Avion hypersonique : le Japon réussit un premier test moteur au sol à 5 400 km/h

Avion hypersonique : le Japon réussit un premier test moteur au sol à 5 400 km/h

Le 16 avril 2026, l’agence spatiale japonaise JAXA, en collaboration avec trois universités, dont Waseda, a annoncé avoir soumis un appareil expérimental de deux mètres de long à des conditions reproduisant un vol à 5 400 km/h, au centre spatial de Kakuda. Ce banc d’essai statique a validé simultanément le bouclier thermique, les gouvernes et la combustion du moteur. Cet avion hypersonique, issu de ce programme, devrait permettre de traverser le Pacifique en deux heures à l’avenir.

Une fournaise recréée au sol dans la préfecture de Miyagi

Installé dans le banc d’essai des statoréacteurs du centre de Kakuda, l’appareil n’a pas décollé. Les ingénieurs ont réussi à simuler l’écoulement d’air qu’il rencontrerait à Mach 5, soit cinq fois la vitesse du son. À cette vitesse, l’air comprimé devant le nez de l’appareil peut atteindre environ 1 000 °C, une température comparable à celle d’une coulée de lave, capable de ramollir la plupart des alliages métalliques.

Cependant, l’intérieur de la cellule est resté proche de la température ambiante durant toute l’expérience, selon un communiqué de l’université Waseda. La structure de l’appareil combine des matériaux réfractaires et une protection thermique légère, permettant à l’électronique de bord de fonctionner normalement tout au long de l’essai. Ce test constitue une première au Japon pour une combustion à Mach 5 sur un appareil complet.

Un statoréacteur sans pièces mobiles pour propulser l’avion hypersonique

Le moteur testé est un statoréacteur alimenté à l’hydrogène, conçu pour fonctionner à une vitesse qui double celle du Concorde et dépasse six fois celle d’un long-courrier actuel. Contrairement à un réacteur classique, il ne comporte aucune pièce mobile, la vitesse de l’appareil comprimant l’air entrant, dans lequel le moteur injecte et enflamme son carburant.

À Mach 5, les ondes de choc enveloppant la carlingue modifient l’air pénétrant dans le moteur, tandis que la poussée influence la trajectoire. La cellule et la propulsion forment un système unique, rendant leur conception séparée impossible, et c’est ce couplage que l’essai a validé. L’appareil volera à environ 25 km d’altitude, plus de deux fois plus haut qu’un avion de ligne, où l’air raréfié offre moins de résistance.

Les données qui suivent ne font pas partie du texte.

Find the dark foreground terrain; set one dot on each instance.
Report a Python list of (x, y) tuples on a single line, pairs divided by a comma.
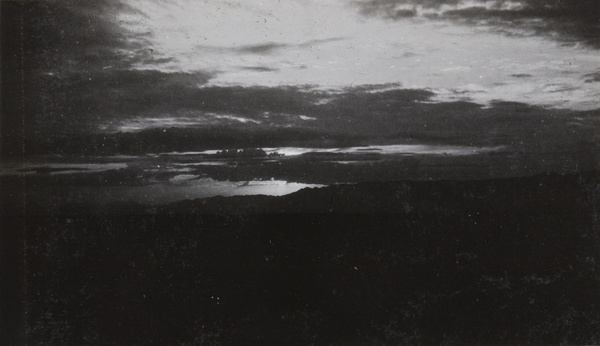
[(493, 261)]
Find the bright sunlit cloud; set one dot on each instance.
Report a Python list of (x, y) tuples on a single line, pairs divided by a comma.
[(330, 44)]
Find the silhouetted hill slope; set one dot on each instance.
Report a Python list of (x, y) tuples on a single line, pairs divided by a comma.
[(550, 193)]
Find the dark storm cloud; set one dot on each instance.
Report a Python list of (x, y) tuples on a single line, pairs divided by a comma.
[(592, 77), (570, 20), (269, 47), (359, 116)]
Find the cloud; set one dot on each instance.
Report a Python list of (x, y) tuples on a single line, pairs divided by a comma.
[(571, 20)]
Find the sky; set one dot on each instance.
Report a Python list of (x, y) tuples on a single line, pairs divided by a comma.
[(303, 72), (460, 50)]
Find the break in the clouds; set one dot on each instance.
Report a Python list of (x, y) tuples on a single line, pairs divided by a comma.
[(337, 43)]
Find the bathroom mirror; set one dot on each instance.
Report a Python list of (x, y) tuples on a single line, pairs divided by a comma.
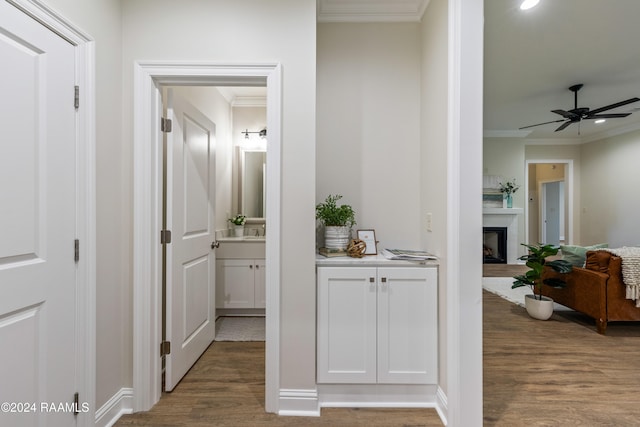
[(253, 165)]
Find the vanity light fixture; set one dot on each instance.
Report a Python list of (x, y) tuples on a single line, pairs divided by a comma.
[(262, 133), (528, 4)]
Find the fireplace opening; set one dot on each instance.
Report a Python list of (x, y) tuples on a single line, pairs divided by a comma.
[(494, 245)]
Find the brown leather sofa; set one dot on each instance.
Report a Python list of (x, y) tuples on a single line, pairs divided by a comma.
[(596, 290)]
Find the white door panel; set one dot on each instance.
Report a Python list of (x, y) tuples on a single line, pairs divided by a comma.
[(190, 320), (37, 220)]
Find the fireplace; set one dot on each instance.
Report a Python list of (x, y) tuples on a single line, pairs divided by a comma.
[(494, 245)]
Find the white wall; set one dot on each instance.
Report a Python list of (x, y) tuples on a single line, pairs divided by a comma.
[(610, 188), (225, 31), (368, 130), (433, 153), (101, 19)]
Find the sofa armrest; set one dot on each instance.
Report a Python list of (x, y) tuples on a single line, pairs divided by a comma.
[(586, 291)]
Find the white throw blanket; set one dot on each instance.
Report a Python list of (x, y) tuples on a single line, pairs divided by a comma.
[(630, 270)]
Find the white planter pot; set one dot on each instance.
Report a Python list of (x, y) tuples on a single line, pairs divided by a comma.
[(238, 230), (336, 237), (538, 309)]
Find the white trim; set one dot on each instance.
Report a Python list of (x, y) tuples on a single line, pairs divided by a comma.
[(300, 403), (119, 404), (569, 194), (442, 405), (86, 194), (464, 212), (147, 196)]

Une fusée-sonde avant l’avion de passagers

La prochaine étape consiste à placer l’appareil expérimental sur une fusée-sonde pour tenter un vol réel à Mach 5. Le programme, dirigé par le professeur Tetsuya Sato de Waseda, prévoit un véhicule de démonstration suivi d’un avion de passagers, avec l’objectif d’un service commercial d’ici 2040.

La concurrence se renforce, notamment aux États-Unis, où la start-up Hermeus prévoit de transporter vingt passagers à Mach 5 dans une dizaine d’années. Parallèlement, la NASA teste avec son X-59 un vol supersonique atténué, un des principaux défis réglementaires du secteur. Le Japon mise sur son vol sur fusée-sonde pour confirmer en conditions réelles les résultats obtenus au sol à Kakuda.

Source : JAXA, communiqué de l’université Waseda.